La miré sorprendida. Si era de plata y oro estaría valuada sobre los mil pesos en una joyería.

—Disculpame la franqueza —fundamenté—. ¿Por qué habrías de regalarme tu trabajo? No me conocés.

—Porque lo valoró, precisamente. Observó con atención cada uno de los componentes, se la probó y admiró como lucía —volvió a sonreír y solicitó—: ¿Le parece razonable?

—No dispongo de efectivo… —balbucí sofocada—. ¿Trabajás con tarjetas de crédito?

Nos miramos. Su expresión era de desencanto. Pensé y saqué el teléfono: —¿Guille?

—Hola, milady, ¿terminaste con tu diligencia?

—No. Necesito que vengas. ¿Tenés trecientos pesos? —me atropellé.

—Sí.

—¿Me los prestarías? —formulé, conciente de que era una pregunta retórica.

—¿Adónde te los llevo?

Le solicité la dirección a la chica y se la comuniqué al gurka.

—Voy para allá —declaró y cortó la comunicación.

—Ya me lo traen —le anticipé.

—¿Es su novio? —se interesó.

—¡No! —Más suavemente—: Un amigo… —Y abundé como si ella me pidiera cuentas—: Después se lo devuelvo.

Salí a la calle para vigilar la llegada de Guillermo. Le hice señas cuando estaba a mitad de camino. Me tomó del brazo cuando estuvo a mi lado.

—¡Hola! —dijo con una sonrisa—. Es un honor acudir al rescate de mi dama…
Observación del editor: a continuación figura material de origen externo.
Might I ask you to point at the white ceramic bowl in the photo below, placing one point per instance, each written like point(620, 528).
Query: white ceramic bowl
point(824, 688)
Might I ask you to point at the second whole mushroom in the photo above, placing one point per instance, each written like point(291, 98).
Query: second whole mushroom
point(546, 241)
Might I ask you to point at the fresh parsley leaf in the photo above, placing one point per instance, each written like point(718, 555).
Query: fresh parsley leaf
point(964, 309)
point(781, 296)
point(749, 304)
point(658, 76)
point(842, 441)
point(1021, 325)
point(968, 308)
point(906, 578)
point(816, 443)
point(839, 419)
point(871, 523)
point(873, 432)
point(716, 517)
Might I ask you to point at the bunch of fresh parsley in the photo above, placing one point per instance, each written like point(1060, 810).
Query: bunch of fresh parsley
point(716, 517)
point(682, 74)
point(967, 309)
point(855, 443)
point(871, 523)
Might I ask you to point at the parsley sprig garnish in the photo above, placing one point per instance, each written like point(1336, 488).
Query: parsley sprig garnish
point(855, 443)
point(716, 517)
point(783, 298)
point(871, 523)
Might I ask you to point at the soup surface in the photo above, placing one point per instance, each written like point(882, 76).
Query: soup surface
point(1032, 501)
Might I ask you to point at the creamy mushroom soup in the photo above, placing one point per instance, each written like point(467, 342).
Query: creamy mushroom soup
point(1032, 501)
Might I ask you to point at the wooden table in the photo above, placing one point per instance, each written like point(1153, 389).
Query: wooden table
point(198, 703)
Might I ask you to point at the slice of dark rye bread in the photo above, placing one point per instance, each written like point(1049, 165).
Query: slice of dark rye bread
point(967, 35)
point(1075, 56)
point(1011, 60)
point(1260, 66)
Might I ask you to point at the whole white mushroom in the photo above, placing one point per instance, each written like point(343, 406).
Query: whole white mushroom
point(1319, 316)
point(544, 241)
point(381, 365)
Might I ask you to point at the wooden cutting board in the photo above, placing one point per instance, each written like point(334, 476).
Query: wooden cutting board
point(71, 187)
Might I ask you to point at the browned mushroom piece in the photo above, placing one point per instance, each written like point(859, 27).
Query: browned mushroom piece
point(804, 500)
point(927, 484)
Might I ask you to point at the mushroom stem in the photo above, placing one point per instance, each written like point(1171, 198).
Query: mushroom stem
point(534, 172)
—Es un préstamo que te devolveré apenas pueda ir al banco —aseguré— porque no reciben tarjetas.

Entramos al negocio para completar la compra. La joven evaluó apreciativamente a mi acompañante y nos saludó con deferencia al marcharnos. Yo estaba radiante y apretaba mi cajita contra el pecho.

—Recién son las diez y media. ¿Tomamos algo y me contás en qué me involucraste? —arguyó Guille con humor.

—Te lo merecés —acepté contenta—. Después de que busquemos un cajero para retirar lo que te debo.